The US S&P500 closed Monday at historic highs. Its futures also remain near record highs, while Asia-Pacific indices are losing 0.15%, unable to support America’s positive sentiment. April last year was the best month since 1987, recording a rise of 12.5% in the S&P, and so far, April 2021 is not too far behind in terms of momentum.
From the market cycle perspective, the bull market is relatively young after a “reset” just over a year ago. So it is not a good time to be extremely bearish. But the S&P500 has rallied 9% in the last five weeks, the average annual rate of growth in stocks in 10x less time.
This kind of “bubbling” of stock indices at the top could prove to be very dangerous for new short-term buyers. Simply put, the markets need a correction that can clear the way for further gains.

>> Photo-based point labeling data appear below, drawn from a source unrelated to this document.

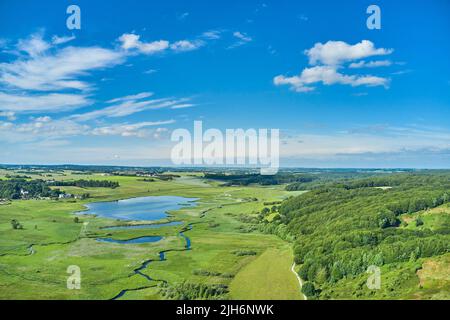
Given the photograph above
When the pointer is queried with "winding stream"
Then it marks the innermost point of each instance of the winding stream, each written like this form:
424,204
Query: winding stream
143,209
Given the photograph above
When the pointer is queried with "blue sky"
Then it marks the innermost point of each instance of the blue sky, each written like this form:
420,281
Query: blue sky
111,93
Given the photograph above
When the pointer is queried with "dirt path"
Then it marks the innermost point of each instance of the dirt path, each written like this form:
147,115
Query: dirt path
300,282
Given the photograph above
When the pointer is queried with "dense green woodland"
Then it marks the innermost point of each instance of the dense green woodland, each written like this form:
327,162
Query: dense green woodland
340,229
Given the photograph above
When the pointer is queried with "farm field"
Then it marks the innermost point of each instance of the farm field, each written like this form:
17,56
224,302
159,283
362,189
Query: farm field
34,260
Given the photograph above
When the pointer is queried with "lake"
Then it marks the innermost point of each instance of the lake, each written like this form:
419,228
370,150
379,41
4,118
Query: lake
142,208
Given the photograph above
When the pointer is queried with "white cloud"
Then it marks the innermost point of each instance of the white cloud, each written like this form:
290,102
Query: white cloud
327,75
60,40
376,139
138,96
150,71
370,64
129,105
45,128
242,36
212,34
131,41
337,52
57,71
11,116
182,106
53,102
130,130
186,45
242,39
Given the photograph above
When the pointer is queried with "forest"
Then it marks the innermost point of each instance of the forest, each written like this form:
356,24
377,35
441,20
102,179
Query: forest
86,184
340,229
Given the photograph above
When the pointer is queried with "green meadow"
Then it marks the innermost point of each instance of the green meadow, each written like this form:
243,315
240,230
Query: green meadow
34,260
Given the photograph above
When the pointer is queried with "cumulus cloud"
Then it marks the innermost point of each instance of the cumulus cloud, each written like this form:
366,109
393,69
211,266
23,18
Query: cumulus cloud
60,40
327,59
243,38
130,130
212,34
186,45
328,75
44,128
11,116
53,102
370,64
33,46
337,52
131,41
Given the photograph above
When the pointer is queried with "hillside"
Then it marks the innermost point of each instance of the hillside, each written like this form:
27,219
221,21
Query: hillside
399,223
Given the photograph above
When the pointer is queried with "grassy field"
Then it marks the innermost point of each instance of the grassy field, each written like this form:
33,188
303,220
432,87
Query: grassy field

On the daily charts of the S&P500, the RSI remains near the overbought level close to 70. Traders indeed notice that higher highs of the S&P500 are not supported by higher highs in the Relative Strength Index. This situation is often a precursor to a correction, indicating the exhaustion of bulls power.
Separately, the S&P500 is above its 50-day average by more than 5.5%, the largest gap since August, which was followed by a one-month correction.
S&P500 is more than 13% above its 200-day moving average. At its peak in January, this divergence reached 14.3%, after which the index reversed to a decline. Afterwards, we also witnessed an increased correctional sentiment when the gap between the index and the 200-day average reached 13%. Thus, the saying “sell in May and go away” could serve as a warning this year before a market correction after a strong bullish rally. This motto, however, usually refers to nothing more than a period of reduced market volatility from May to September.